Een speciaal ontwikkelde krachtensensor bepaalde steeds de kracht op één van die wielrenners, tot op ongeveer een duizendste van een newton (dat komt overeen met de zwaartekracht van zo’n 0,1 gram). “Een voor een hebben we de wielrenners doorgemeten, dat had behoorlijk wat voeten in de aarde”, zegt Blocken. “De voorbereidingen van de metingen namen maanden in beslag, maar de resultaten zijn in overeenstemming met het computermodel.”
Tour de France
Je kunt je natuurlijk afvragen in hoeverre de resultaten toe te passen zijn op echte pelotons: die zijn geen wedstrijd hetzelfde en wijken meestal af van de perfecte driehoek van Blocken en collega’s. “Het is niet te doen om ál die pelotons door te rekenen, maar uit de twee verschillende pelotons die wij bekeken, halen we min of meer dezelfde resultaten: de weerstand is in het midden van peloton veel kleiner dan gedacht”, zegt hij.

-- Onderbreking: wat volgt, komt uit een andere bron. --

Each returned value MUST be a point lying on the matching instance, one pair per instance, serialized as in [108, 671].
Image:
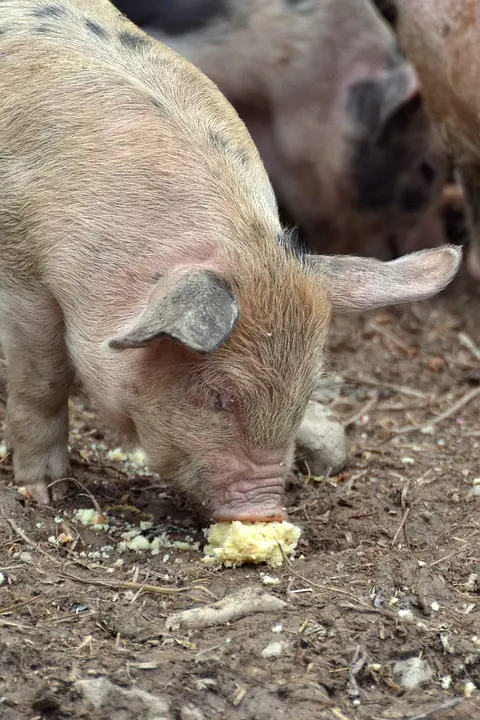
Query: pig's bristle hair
[274, 357]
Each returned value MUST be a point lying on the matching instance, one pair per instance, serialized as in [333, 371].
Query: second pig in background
[333, 106]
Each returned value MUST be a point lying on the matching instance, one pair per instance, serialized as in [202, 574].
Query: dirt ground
[388, 567]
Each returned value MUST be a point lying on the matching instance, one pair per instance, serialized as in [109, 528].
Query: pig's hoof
[321, 441]
[44, 493]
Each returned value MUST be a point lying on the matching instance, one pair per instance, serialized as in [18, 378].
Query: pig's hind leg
[38, 381]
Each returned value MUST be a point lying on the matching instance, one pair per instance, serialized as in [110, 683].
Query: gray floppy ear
[357, 284]
[197, 309]
[373, 102]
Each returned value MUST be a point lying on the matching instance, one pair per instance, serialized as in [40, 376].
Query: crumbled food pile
[235, 543]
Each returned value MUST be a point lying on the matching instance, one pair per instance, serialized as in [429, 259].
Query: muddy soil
[388, 567]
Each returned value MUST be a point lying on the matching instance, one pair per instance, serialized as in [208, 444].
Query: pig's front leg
[321, 442]
[38, 378]
[469, 175]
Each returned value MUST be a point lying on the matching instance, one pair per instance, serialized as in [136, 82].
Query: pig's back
[117, 155]
[441, 39]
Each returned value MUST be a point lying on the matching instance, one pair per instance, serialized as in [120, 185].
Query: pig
[143, 252]
[441, 39]
[333, 107]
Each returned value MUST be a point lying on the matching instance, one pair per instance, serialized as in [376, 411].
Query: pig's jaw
[249, 500]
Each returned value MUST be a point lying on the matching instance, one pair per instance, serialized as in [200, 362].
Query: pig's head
[223, 363]
[396, 164]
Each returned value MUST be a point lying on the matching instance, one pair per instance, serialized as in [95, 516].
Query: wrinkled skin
[142, 250]
[441, 37]
[333, 107]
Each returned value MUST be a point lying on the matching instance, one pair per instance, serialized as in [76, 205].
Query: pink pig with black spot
[142, 250]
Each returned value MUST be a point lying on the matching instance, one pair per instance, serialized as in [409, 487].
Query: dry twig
[128, 585]
[468, 397]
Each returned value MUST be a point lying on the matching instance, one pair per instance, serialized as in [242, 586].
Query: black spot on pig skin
[174, 17]
[132, 41]
[95, 28]
[412, 200]
[49, 11]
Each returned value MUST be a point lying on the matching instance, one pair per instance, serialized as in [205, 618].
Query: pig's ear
[197, 309]
[373, 102]
[356, 284]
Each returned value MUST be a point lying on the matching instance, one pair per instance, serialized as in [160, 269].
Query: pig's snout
[256, 496]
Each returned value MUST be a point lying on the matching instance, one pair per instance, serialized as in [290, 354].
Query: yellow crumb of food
[234, 543]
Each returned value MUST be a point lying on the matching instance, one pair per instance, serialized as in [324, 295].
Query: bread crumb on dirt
[235, 543]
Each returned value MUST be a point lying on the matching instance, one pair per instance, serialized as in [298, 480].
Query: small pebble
[469, 688]
[274, 649]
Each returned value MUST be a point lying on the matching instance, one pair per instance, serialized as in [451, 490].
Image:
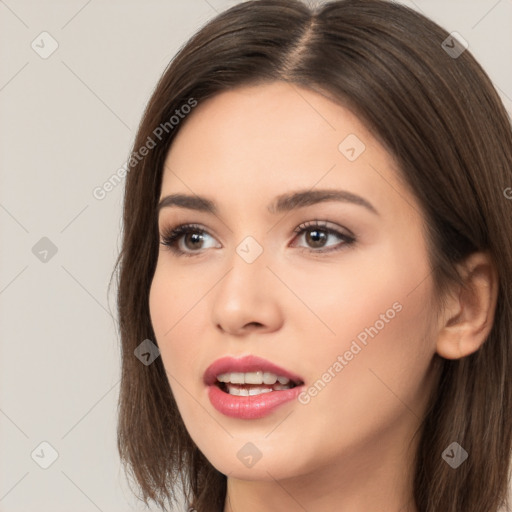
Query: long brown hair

Blocken denkt ook dat dit onderzoek in de komende Tour al nuttig is. “Ons onderzoek is open access, iedereen kan erbij. Hoewel we het de teams van LottoNL-Jumbo en BMC al een maand geleden hebben verteld”, zegt hij. “Wat betreft de ‘ontsnappingsmodellen’ die sommige ploegen gebruiken, daar is het eigenlijk zo simpel als een getalletje veranderen. Maar wellicht besluiten ploegleiders om hun kopmannen ook iets dieper in het peloton te stoppen, in plaats van voorin of aan de zijkant. De kans op schade door valpartijen is weliswaar groter, maar het scheelt veel energie.”
Gaat er tot slot door dit soort onderzoek niet wat van de charme verloren van de sport? Wordt het wielrennen minder interessant met modellen die tot op de meter bepalen wanneer wielrenners moeten ontsnappen? Blocken maakt zich geen zorgen. “Ten eerste, dat schip is allang gevaren. Topsport is doordrenkt met technologie en wetenschap. Ten tweede is er veel meer om rekening mee te houden: het weer, hoogteverschillen, goede of slechte dagen van de renners, de psychologie van het spel. In de Tour de France is ons onderzoek maar een klein stukje van de puzzel.”